RailEntre Nîmes et Perpignan, la ligne TGV inscrite dans la loi
Franck Valentin
Une ligne ferroviaire mixte fret-grande vitesse, dont on attend qu’elle se concrétise depuis… 13 ans. Alors que la section Nîmes-Montpellier se précise, Montpellier- Perpignan restait dans les limbes. Depuis mercredi, lendemain de notre dossier sur « le lent parcours de la grande vitesse », un premier pas décisif a été franchi : l’inscription de ce chantier dans le projet de loi Borloo, relatif à la mise en œuvre du Grenelle de l’environnement. Si Georges Frêche, président divers gauche de la Région Languedoc- Roussillon, salue la victoire, il reste prudent, alors que l’UMP Jean-Paul Alduy, maire de Perpignan, s’enthousiasme. Le point.
Peut-être
une avancée significative dans le projet de ligne ferroviaire nouvelle entre Nîmes et Perpignan. Le Parlement examinera avant l’été le projet de loi relatif à la mise en œuvre du Grenelle de l’environnement. Or, dans ce projet porté par Jean-Louis Borloo, le ministre de l’Écologie, il est question de réaliser « 2 000 km de lignes ferroviaires nouvelles à grande vitesse d’ici 2020 ». Le texte présenté mercredi au conseil des ministres énumère les liaisons concernées, parmi lesquelles figurent le contournement mixte fret-TGV de Nîmes et de Montpellier - peu surprenant - et, ce qui est tout nouveau, « la ligne Montpellier-Perpignan ».
Jusque-là, l’Etat ne s’était jamais autant engagé sur cette ligne nouvelle qui constitue le chaînon manquant entre l’Espagne et la France. En l’inscrivant dans sa première loi issue du Grenelle de l’environnement, il lui donne un caractère prioritaire. Certes, selon Jean-Louis Borloo, il s’agit, en développant le rail, de réduire les émissions de CO2. Mais le ministre reconnaît qu’il faut aussi « assurer la connexion du réseau français au réseau européen », comme il est écrit dans son projet de loi.
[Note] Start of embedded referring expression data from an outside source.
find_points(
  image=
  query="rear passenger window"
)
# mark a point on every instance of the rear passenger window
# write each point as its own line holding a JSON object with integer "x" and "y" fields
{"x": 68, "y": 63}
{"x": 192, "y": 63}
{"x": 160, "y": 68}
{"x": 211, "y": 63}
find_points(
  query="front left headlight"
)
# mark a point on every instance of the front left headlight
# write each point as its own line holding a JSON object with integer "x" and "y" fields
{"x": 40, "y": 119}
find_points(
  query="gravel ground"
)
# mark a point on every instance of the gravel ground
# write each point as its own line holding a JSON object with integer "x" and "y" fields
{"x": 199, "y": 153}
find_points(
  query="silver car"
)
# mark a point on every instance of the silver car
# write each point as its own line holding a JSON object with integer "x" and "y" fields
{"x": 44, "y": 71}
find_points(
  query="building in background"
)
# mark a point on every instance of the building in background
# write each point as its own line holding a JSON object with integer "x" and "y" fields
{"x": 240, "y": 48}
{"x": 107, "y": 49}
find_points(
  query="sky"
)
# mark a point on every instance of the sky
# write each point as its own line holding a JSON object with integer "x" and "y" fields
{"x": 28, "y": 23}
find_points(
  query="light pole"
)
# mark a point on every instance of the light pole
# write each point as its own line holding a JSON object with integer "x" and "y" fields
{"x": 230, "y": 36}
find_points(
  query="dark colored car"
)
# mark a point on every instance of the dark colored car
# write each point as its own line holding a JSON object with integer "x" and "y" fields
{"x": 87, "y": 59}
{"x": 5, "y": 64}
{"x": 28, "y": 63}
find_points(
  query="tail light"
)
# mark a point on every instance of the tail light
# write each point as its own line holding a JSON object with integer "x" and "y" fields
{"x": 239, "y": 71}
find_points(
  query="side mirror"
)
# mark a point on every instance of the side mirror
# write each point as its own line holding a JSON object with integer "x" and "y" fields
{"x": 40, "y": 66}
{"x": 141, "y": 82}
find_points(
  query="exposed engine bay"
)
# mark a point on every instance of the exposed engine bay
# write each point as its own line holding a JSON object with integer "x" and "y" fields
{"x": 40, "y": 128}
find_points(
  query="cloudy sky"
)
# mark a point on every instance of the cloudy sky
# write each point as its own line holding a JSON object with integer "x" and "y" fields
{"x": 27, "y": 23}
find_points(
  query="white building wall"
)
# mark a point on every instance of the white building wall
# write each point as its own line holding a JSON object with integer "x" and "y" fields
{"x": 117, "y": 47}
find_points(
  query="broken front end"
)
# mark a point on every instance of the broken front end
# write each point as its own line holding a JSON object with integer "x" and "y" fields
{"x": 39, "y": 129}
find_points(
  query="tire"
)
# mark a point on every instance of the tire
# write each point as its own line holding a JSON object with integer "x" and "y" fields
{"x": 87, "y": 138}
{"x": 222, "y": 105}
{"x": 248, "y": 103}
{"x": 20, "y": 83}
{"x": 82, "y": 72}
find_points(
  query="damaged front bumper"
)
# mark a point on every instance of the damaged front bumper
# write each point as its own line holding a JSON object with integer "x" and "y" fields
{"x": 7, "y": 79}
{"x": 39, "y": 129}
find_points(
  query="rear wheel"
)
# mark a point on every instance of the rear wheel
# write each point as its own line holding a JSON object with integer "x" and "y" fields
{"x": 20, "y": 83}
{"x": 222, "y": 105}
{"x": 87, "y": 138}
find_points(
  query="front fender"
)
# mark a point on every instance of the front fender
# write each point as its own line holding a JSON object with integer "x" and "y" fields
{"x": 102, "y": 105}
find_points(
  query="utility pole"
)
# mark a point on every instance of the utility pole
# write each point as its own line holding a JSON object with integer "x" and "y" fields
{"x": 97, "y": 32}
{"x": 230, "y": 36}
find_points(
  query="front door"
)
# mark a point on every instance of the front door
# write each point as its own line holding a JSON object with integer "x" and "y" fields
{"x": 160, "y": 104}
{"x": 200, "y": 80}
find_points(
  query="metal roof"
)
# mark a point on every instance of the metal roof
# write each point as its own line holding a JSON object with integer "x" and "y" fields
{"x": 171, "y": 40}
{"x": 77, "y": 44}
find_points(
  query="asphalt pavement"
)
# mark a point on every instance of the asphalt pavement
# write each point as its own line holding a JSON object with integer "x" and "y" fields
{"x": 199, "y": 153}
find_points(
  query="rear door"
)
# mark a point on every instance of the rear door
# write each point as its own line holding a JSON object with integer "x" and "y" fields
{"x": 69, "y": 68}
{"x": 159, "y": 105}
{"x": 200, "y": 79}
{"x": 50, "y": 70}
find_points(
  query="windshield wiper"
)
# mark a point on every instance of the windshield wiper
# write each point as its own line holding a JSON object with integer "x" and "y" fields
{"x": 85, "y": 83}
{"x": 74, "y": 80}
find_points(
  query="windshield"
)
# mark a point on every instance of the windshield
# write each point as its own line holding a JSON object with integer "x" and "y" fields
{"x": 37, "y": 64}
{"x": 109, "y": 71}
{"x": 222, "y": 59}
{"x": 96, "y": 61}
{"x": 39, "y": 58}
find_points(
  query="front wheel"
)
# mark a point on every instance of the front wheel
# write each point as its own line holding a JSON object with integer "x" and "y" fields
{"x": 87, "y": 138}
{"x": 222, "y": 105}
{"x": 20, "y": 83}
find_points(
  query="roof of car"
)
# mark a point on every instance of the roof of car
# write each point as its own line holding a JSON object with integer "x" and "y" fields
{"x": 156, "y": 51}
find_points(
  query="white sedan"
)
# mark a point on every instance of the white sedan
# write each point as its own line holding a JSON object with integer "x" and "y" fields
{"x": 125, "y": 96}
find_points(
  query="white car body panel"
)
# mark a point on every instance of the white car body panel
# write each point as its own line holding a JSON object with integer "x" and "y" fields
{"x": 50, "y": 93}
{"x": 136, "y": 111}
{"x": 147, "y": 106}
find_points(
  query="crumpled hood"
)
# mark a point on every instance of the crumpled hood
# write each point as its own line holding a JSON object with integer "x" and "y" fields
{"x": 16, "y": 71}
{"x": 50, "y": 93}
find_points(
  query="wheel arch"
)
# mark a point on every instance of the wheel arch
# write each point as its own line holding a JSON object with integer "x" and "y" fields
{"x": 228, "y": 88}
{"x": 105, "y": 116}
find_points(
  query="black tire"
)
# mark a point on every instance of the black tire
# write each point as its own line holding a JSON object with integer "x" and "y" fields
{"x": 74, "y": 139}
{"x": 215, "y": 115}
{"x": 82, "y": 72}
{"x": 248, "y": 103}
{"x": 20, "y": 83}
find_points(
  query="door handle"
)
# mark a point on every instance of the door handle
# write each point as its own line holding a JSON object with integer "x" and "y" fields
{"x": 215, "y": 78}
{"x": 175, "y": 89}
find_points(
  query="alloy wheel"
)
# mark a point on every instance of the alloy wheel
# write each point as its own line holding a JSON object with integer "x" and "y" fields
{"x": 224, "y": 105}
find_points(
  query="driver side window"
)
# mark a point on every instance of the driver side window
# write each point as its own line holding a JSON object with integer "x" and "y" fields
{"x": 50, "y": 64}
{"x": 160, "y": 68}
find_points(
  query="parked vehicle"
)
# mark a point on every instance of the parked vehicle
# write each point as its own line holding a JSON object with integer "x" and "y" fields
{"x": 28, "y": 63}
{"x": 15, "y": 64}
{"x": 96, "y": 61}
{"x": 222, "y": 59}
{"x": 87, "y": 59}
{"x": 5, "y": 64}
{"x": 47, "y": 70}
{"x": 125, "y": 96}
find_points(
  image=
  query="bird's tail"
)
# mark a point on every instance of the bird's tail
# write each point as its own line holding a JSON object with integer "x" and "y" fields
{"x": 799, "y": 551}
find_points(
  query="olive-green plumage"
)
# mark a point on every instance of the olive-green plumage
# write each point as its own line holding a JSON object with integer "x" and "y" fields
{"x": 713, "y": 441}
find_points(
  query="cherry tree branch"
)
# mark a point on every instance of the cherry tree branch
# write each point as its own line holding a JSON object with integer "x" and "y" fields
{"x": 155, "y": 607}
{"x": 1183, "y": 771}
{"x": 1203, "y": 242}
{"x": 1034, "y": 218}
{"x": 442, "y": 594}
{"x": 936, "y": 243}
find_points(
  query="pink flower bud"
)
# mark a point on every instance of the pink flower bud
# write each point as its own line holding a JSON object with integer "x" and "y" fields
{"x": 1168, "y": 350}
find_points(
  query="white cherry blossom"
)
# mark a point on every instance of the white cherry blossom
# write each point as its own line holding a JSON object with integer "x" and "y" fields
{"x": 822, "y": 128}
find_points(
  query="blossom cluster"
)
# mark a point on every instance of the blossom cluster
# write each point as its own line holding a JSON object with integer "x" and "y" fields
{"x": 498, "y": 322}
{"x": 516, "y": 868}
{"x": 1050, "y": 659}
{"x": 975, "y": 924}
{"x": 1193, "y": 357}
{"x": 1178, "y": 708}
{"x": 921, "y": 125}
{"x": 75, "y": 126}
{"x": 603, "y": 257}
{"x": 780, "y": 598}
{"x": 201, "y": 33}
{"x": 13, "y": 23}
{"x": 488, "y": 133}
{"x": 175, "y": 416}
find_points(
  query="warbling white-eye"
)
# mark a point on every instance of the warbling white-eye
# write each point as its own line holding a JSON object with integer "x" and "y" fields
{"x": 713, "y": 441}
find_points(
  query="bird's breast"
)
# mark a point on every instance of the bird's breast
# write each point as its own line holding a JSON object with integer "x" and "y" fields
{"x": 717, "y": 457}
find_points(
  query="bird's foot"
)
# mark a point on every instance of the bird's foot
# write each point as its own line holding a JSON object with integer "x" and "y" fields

La ligne nouvelle Montpellier-Perpignan répond finalement à ces deux exigences : sa réalisation devrait réduire le trafic routier sur une autoroute A9 déjà très encombrée ; elle pourrait relier à grande vitesse, enfin, la France et l’Espagne, la portion Figueras-Perpignan étant actuellement en chantier. L’Etat avait longtemps traîné sur ce dossier. Cette époque serait donc révolue.
Très actif sur ce projet, Georges Frêche, le président divers gauche du conseil régional du Languedoc-Roussillon, n’en demeure pas moins prudent sur l’inscription de la ligne Montpellier-Perpignan. « C’est une belle victoire », commentait-il hier, joint par Midi Libre. Mais il ajoutait aussitôt : « Cela dit, des projets de loi avortés, il y en a eu des masses. Il va donc de soi que ce projet doit être inscrit à l’ordre du jour du prochain comité interministériel d’aménagement du territoire », un CIADT qui devrait se tenir avant l’été. Car, selon Georges Frêche, si le dossier n’était pas inscrit, « le doute reviendrait ». Ce que balaie d’un revers de la main le maire de Perpignan, l’UMP Jean-Paul Alduy. « Jean-Louis Borloo a toujours tenu ses engagements. Ce maillon manquant, il le fera. Le projet sera en tout état de cause intégré dans le prochain CIADT ». La suite dira s’il avait raison.